Again, this passage is remarkably non-committal about whether the US did incite those protests.

The timing on the description of how Russia came to love the Donald is interesting — beginning in June.

Beginning in June, Putin’s public comments about the US presidential race avoided directly praising President-elect Trump,

In its description of Putin’s desire to force an international ISIL coalition, the report doesn’t address a number of things, most notably the reasons why we don’t have an international coalition now. Again, this is a bullet point that I’m sure the most classified report has far more detail on.

Moscow also saw the election of Presidentelect Trump as a way to achieve an international counterterrorism coalition against the Islamic State in Iraq and the Levant (ISIL).

Likewise, I wonder whether there’s backup to this discussion of Putin’s comfort in working with people who have business ties to Russia.

Putin has had many positive experiences working with Western political leaders whose business interests made them more disposed to deal with Russia, such as former Italian Prime Minister Silvio Berlusconi and former German Chancellor Gerhard Schroeder.

How much did CIA lay out what Trump’s business interests in Russia are?

The section on the actual hack is interesting. It starts by saying “Russian intelligence” got into the DNC in July 2015, which would refer to the FSB hack. Here’s how it talks about the GRU hack(s).

The General Staff Main Intelligence Directorate (GRU) probably began cyber operations aimed at the US election by March 2016. We assess that the GRU operations resulted in the compromise of the personal e-mail accounts of Democratic Party officials and political figures. By May, the GRU had exfiltrated large volumes of data from the DNC.

So:

  • The report admits that they don’t know when GRU started this. This is interesting for a slew of reasons, not least that it shows some uncertainty in the forensics.
  • Note how it refers to “Democratic party officials and political figures,” but never Podesta by name. It also doesn’t name Colin Powell, though the follow-up language must include him too.
  • Here, unlike in the JAR, the report says GRU exfiltrated a lot of data.

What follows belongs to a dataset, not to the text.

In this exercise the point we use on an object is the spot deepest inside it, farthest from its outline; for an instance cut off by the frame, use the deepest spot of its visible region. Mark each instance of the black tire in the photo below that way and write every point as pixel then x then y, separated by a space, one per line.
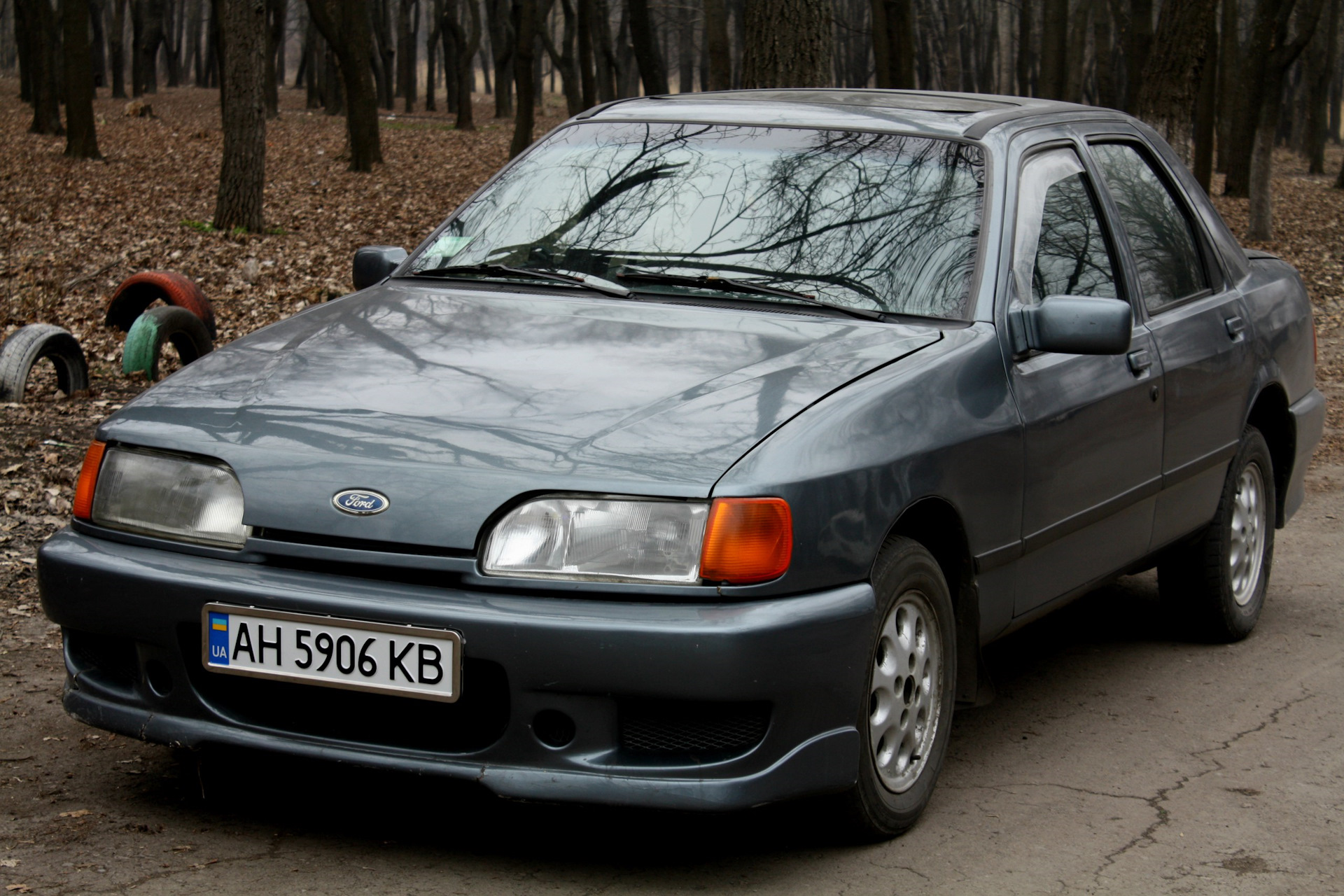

I’m not terrifically impressed by their paragraph on Guccifer 2.0, which is a problem, because this is one of the weakest parts of their argument.

Guccifer 2.0, who claimed to be an independent Romanian hacker, made multiple contradictory statements and false claims about his likely Russian identity throughout the election. Press reporting suggests more than one person claiming to be Guccifer 2.0 interacted with journalists.

I’ll come back to this. I just think it’s weak in a number of places.

The DC Leaks passage is stronger.

Content that we assess was taken from e-mail accounts targeted by the GRU in March 2016 appeared on DCLeaks.com starting in June.

Here’s the passage on WikiLeaks.

We assess with high confidence that the GRU relayed material it acquired from the DNC and senior Democratic officials to WikiLeaks. Moscow most likely chose WikiLeaks because of its selfproclaimed reputation for authenticity. Disclosures through WikiLeaks did not contain any evident forgeries.

The passage doesn’t talk about cut-outs, but earlier leaks make it clear that’s how it happened. I think the sentence “Moscow most likely chose WL” is either bullshit or not very smart.

Others have complained that this passage confirms there were no “obvious forgeries.” The passage as a whole undermines some claims IC affiliates were saying in real time. So behind this paragraph, there’s a whole lot of real-time assessments that were revisited. Indeed, several paragraphs later, the report makes the claim that forgeries are the MO for GRU.

Such efforts have included releasing or altering personal data, defacing websites, or releasing emails.

I’m going to come back to the passage on WL and RT.

Note, the report includes the WADA hacking, even though the scope of this is supposed to be the election.

Again, I’m going to come back to the section on the info ops. I think it is weak, in part because it doesn’t seem to distinguish genuinely held belief from outright propaganda. But this passage really gets to the core of the problem with it.

RT’s coverage of Secretary Clinton throughout the US presidential campaign was consistently negative and focused on her leaked e-mails and accused her of corruption, poor physical and mental health, and ties to Islamic extremism. Some Russian officials echoed Russian lines for the influence campaign that Secretary Clinton’s election could lead to a war between the United States and Russia.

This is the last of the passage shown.